Build your CLI using the butter cli build command.

yarn butter cli build

3. Invoke your CLI

yarn butter test primary [email protected] pword --background=blue --should-load

Output

Hello from the "test.primary" command. {
  args: { username: '[email protected]', password: 'pword' },
  options: { background: 'blue', shouldLoad: true }
}

Conventions

Directories

/src

Contains all of the files that are needed for the CLI builder to work. This would include utilities for parsing commands and any handlebars templates for dynamic config variable insertion and creation.

The functions and other things in this directory should only be accessible via the CLI and they should not be able to be imported when the cli builder is installed.

/lib

Contains all of the files that can be publicly imported when this package is installed using any package manager. This would include things like the createConfig function which will properly type and add intellisense to creating a buttery.config.ts file.

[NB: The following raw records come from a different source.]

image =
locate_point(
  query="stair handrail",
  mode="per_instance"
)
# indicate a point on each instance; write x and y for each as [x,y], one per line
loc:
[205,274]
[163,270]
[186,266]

This directory is built using the TS compiler even though some files inside of this directory are used for the CLI commands like build and dev

/types

Contains all of the types that are used for both the src and lib files and will be added and exposed following the conventions set fourth in each directory.

/scripts

These are internal scripts that are invoked using this packages package.json. This allows for this package to share the script.build.ts file that is used both internally to this packages commands directory as well as for development of the build command. Essentially, having this script directory allows this package dog-food the buttery cli build command buy actually using it.

Todos

1st Priority

  • Combine all build scripts into esbuild script. Remove need for tsc
  • All scripts must build the commands, entry file and package.json
  • Create a buttery.config.json[cli] namespace to allow for configuration options for configuring the CLI builder.
  • Create a createConfig function like vite

2nd Priority

  • Create dev scripts for writing the CLI
  • Create dev CLI command for developing
  • Create build CLI Command building
  • Finish hard typing the options and args based upon the command file (options & values)
  • should add a option type for pre-defined values
  • properly parse ts option boolean values.
  • Semantic release
  • Add init command to ensure a commands directory is there and some other things
  • Add an SEO command for creating a PWA manifest file
  • Add an SEO command for creating favicon files
  • Watch and entire directory instead of just some files so when a new command is added it's added to the build files
  • Make a static build instead of runtime evaluation. The development errors surface when instantiating the CLI rather than when developing it.